Looks like the same device, but for some reason it identifies
differently. Added some Bluetooth guys in case they have an idea;
I sure don't.

> > I wouldn't mind, but it finds it early in the piece, and that
> > changes the PCI allocation of my Ethernet board from 02:06.0 to
> > 03:06.0, and, with systemd, Linux comes up with no network
> > connection. A reboot fixes it, mostly.
> >
> > Here's the first few lines of 'lspci' when Linux doesn't find the
> > extra device
> >
> > > 00:00.0 Host bridge: Advanced Micro Devices, Inc. [AMD/ATI] RD9x0/RX980 Host Bridge (rev 02)
> > > 00:00.2 IOMMU: Advanced Micro Devices, Inc. [AMD/ATI] RD890S/RD990 I/O Memory Management Unit (IOMMU)
> > > 00:02.0 PCI bridge: Advanced Micro Devices, Inc. [AMD/ATI] RD890/RD9x0/RX980 PCI to PCI bridge (PCI Express GFX port 0)

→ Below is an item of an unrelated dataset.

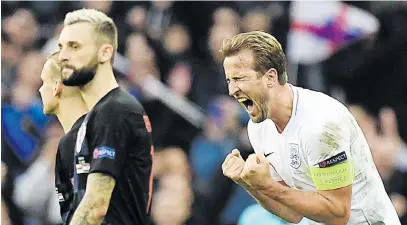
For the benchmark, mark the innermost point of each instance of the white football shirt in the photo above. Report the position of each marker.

> > > 00:11.0 SATA controller: Advanced Micro Devices, Inc. [AMD/ATI] SB7x0/SB8x0/SB9x0 SATA Controller [AHCI mode] (rev 40)
> >
> > and here's the same thing when it does:
> >
> > > 00:00.0 Host bridge: Advanced Micro Devices, Inc. [AMD/ATI] RD9x0/RX980 Host Bridge (rev 02)
> > > 00:00.2 IOMMU: Advanced Micro Devices, Inc. [AMD/ATI] RD890S/RD990 I/O Memory Management Unit (IOMMU)
> > > 00:02.0 PCI bridge: Advanced Micro Devices, Inc. [AMD/ATI] RD890/RD9x0/RX980 PCI to PCI bridge (PCI Express GFX port 0)
> > > 00:09.0 PCI bridge: Advanced Micro Devices, Inc. [AMD/ATI] RD890/RD9x0/RX980 PCI to PCI bridge (PCI Express GPP Port 4)
> > > 00:11.0 SATA controller: Advanced Micro Devices, Inc. [AMD/ATI] SB7x0/SB8x0/SB9x0 SATA Controller [AHCI mode] (rev 40)
> > > 00:12.0 USB controller: Advanced Micro Devices, Inc. [AMD/ATI] SB7x0/SB8x0/SB9x0 USB OHCI0 Controller
> >
> > The 00:09.0 device is the extra one. Anything else I can provide to assist?